MM: Tomato Soup

tomato soup image

I love tomato soup. The best part is dipping garlic bread in the soup and crunching on that nice, buttery, flaky bread! At practically every restaurant I go to I get tomato soup- it’s nearly a problem! So I decided to set out for a good recipe. I HIGHLY recommend making with garlic bread!! (hehe)


1 medium white or yellow onion
6 tablespoons (3/4 stick) butter
Two 14.5-ounce cans diced tomatoes
One 46-ounce bottle or can tomato juice
3-6 tablespoons sugar
1-2 tablespoons chicken base (or 3 chicken bouillon cubes)
Freshly ground black pepper
1 cup sherry, optional
1 1/2 cups heavy cream
1/4 cup chopped fresh basil
1/4 cup chopped flat-leaf parsley


  1. Dice the onion. Melt butter in a large pot or Dutch oven (this one comes in all different colors!). Throw in the onion and cook until translucent.
  2. Add the diced tomatoes and stir to combine. Add tomato juice.
  3. Next, to reduce the acidic taste of the tomatoes, add 3 to 6 tablespoons of sugar. Definitely start with 3 and add more as needed! Some tomatoes and juice taste more acidic than others, so sometimes you’ll need more and sometimes less.

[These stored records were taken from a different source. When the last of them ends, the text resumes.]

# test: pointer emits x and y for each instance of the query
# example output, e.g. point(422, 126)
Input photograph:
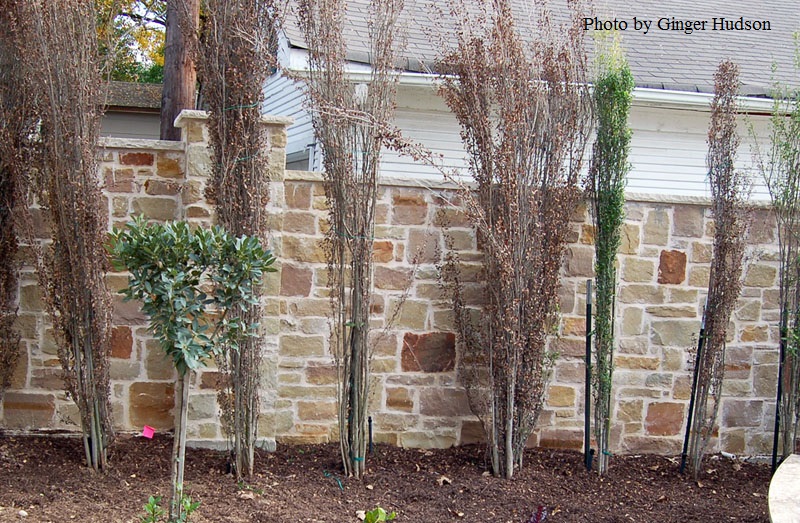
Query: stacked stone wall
point(416, 397)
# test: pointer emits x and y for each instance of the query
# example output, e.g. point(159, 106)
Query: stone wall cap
point(107, 142)
point(188, 115)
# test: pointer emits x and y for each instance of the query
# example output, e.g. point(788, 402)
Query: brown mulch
point(45, 478)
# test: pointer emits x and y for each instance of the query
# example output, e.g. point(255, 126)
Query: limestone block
point(153, 208)
point(297, 346)
point(675, 333)
point(579, 262)
point(316, 410)
point(638, 293)
point(392, 279)
point(656, 227)
point(429, 352)
point(399, 398)
point(137, 159)
point(151, 403)
point(28, 411)
point(672, 267)
point(741, 413)
point(637, 270)
point(295, 280)
point(121, 342)
point(168, 165)
point(664, 418)
point(759, 275)
point(688, 221)
point(561, 396)
point(439, 401)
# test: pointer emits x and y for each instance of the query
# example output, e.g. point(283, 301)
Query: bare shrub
point(729, 192)
point(62, 72)
point(525, 115)
point(348, 120)
point(236, 57)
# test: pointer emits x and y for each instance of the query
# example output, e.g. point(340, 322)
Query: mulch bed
point(44, 477)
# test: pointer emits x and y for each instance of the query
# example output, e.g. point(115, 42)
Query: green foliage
point(612, 95)
point(152, 510)
point(378, 514)
point(180, 275)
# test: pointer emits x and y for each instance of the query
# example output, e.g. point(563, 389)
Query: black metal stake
point(587, 425)
point(775, 435)
point(371, 445)
point(694, 392)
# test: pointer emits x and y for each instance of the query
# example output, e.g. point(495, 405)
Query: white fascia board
point(360, 73)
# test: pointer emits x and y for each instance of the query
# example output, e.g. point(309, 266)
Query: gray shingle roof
point(661, 59)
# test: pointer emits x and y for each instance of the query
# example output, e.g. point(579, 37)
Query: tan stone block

I always try not to use too much sugar when I cook just to make the meal healthier!
  4. Add 1-2 tablespoons chicken base to the pot (or bouillon cubes).
  5. Add black pepper to taste. Stir to combine. Heat almost to a boil, then turn off the heat.
  6. Pour in the sherry if desired. Stir in cream. Add basil and parsley and stir.
  7. Serve warm and enjoy!

Give it a shot and let me know what you think!